Promoter: Sam Van Wassenbergh

Co-promoter: Peter Aerts

Supervision: Merel Van Gorp

The head and body of boxfish (Ostraciidae) are covered by hexagonal scales that are firmly attached to each other and together form the carapace.  This offers protection against predators.  However, the carapace probably causes a severely reduced mobility of the outer surfaces of the head.  Even though boxfish are benthivores that mainly bite off pieces of sessile organisms on reefs using their jaws and teeth, suction flows must be generated to transport pieces of food into the mouth and to the oesophagus.  This typically requires movements of the head skeleton (opercula, suspensoria, hyoid), which results in an externally visible expansion of the head to increase the volume of the buccopharyngeal cavity.  If the head and body form a rigid box, then how can these expansions be generated?
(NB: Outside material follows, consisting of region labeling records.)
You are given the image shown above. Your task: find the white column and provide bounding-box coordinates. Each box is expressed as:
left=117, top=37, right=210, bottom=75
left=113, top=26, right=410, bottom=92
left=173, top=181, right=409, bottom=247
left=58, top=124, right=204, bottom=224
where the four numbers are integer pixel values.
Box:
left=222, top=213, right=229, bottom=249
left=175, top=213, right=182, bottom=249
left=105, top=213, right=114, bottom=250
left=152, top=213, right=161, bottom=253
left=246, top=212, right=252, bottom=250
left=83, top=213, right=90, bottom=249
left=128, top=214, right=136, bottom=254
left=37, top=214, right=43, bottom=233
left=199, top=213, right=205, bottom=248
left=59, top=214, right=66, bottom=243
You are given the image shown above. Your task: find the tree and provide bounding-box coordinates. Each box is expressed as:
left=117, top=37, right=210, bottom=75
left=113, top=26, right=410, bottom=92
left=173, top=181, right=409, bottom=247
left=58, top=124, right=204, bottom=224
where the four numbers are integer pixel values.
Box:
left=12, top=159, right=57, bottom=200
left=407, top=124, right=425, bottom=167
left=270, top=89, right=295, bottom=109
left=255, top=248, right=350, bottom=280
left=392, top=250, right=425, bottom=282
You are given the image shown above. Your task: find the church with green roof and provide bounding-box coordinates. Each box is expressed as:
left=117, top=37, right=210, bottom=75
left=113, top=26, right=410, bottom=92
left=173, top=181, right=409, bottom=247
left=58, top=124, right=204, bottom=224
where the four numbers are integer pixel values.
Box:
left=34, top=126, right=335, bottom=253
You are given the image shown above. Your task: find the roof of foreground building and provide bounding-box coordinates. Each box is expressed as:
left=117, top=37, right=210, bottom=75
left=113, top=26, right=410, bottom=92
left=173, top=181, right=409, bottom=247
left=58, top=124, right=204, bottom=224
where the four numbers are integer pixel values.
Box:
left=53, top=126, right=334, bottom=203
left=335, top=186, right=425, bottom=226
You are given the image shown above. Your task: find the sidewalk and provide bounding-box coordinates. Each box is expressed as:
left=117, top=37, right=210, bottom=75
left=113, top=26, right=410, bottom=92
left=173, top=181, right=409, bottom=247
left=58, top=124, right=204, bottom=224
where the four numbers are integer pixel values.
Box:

Are the scales less firmly attached to allow suction and respiration movements by expanding and compressing the buccopharyngeal cavity?  Or is suction (and respiration) only driven by movement of the mouth and perhaps some soft tissues near their small opercular openings? The objective of this master thesis is to resolve this mystery.  Firstly, high-speed videos from different views on the fish will be analysed to describe what head motions are occurring during food uptake. Next, morphological inspections will be performed to better understand the functional morphology of feeding in boxfish.

Techniques: kinematical analysis, morphological analysis, CT-scanning, graphical 3D reconstructions.